En ce qui concerne le préjudice moral :
9. Il résulte de l'instruction que l'Agence nationale de sécurité du médicament et des produits de santé a rompu unilatéralement, le 4 août 2016, une promesse d'embauche consentie à l'appelant en des termes dénués de toute ambiguïté plusieurs semaines auparavant, alors qu'elle avait poursuivi les démarches en vue de son arrivée au sein de ses services jusqu'à ce revirement dont le motif n'a pas été communiqué à l'intéressé. Il s'ensuit que l'attitude des services de cette agence lui a directement causé un préjudice moral. Le comportement prétendument imprudent de M. C... entre la réception de la promesse d'embauche et la rupture unilatérale de celle-ci ne saurait, par ailleurs, ni atténuer la responsabilité de l'Agence nationale de sécurité du médicament et des produits de santé s'agissant de ce chef de préjudice, ni en minorer la consistance. Par suite, il sera fait une juste appréciation du préjudice moral subi par M. C... en fixant à 5 000 euros la somme destinée à le réparer.

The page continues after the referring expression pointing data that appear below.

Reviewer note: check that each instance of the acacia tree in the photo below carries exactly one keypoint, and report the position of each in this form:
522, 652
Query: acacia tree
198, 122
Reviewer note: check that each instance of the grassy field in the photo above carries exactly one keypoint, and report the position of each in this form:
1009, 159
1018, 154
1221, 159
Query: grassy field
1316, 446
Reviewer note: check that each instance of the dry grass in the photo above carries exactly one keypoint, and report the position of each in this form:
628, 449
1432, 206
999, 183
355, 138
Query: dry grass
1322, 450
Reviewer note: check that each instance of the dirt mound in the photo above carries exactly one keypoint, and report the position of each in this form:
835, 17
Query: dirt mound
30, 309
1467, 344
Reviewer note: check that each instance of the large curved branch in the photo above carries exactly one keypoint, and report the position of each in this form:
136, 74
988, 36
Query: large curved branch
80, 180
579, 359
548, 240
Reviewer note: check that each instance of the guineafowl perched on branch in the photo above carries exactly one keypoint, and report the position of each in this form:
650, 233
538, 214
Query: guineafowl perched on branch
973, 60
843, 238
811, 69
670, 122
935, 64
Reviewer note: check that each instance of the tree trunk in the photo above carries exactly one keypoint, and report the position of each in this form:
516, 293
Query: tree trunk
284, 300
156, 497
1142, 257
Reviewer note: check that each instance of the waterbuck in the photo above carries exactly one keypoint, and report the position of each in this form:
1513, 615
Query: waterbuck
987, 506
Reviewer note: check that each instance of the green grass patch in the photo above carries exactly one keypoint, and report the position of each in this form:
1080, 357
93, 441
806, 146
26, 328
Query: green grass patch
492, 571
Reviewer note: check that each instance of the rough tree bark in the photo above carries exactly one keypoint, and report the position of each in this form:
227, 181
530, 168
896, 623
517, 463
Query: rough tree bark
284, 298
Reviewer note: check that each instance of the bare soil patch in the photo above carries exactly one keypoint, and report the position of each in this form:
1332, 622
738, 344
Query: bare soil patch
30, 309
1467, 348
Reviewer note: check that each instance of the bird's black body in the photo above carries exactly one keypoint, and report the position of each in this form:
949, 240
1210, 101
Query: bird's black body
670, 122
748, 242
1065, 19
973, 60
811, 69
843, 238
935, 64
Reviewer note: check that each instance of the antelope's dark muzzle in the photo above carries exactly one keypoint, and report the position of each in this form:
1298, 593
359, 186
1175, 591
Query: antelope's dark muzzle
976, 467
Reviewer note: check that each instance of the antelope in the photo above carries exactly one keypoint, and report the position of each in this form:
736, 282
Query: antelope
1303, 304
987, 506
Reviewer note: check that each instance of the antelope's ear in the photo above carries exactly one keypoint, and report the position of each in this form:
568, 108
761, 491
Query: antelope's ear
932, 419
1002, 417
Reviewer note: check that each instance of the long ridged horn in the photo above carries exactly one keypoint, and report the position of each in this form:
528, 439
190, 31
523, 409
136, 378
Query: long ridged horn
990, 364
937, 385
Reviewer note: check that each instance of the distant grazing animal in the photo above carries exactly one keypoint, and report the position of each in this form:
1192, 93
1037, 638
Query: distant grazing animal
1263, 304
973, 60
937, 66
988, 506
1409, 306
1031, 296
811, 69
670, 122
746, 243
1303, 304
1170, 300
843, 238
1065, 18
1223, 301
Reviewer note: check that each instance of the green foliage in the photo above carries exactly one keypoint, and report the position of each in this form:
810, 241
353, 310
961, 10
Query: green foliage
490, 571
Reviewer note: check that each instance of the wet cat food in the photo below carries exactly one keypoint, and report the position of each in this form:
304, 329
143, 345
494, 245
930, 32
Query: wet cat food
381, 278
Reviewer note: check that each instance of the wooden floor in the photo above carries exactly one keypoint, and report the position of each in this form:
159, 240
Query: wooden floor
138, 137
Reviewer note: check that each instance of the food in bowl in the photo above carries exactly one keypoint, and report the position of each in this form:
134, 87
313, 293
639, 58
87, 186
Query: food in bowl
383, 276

10. Il résulte de tout ce qui précède que M. C... est fondé, d'une part, à soutenir que c'est à tort que, par le jugement attaqué, le Tribunal administratif de Montreuil a rejeté sa demande, et, d'autre part, à solliciter la condamnation de l'Agence nationale de sécurité du médicament et des produits de santé à lui verser une indemnité totale de 5 000 euros.
Sur les frais liés au litige :
11. Il y a lieu, dans les circonstances de l'espèce, de mettre à la charge de l'Agence nationale de sécurité du médicament et des produits de santé une somme de 2 000 euros au titre des frais exposés par M. C... et non compris dans les dépens en application de l'article L. 761-1 du code de justice administrative.
D É C I D E :
Article 1er : Le jugement du Tribunal administratif de Montreuil n° 1610145 du 26 janvier 2018 est annulé.
Article 2 : L'Agence nationale de sécurité du médicament et des produits de santé est condamnée à verser à M. C... une somme de 5 000 euros.
Article 3 : L'Agence nationale de sécurité du médicament et des produits de santé versera à M. C... une somme de 2 000 euros au titre de l'article L. 761-1 du code de justice administrative.
Article 4 : Le surplus des conclusions de la requête est rejeté.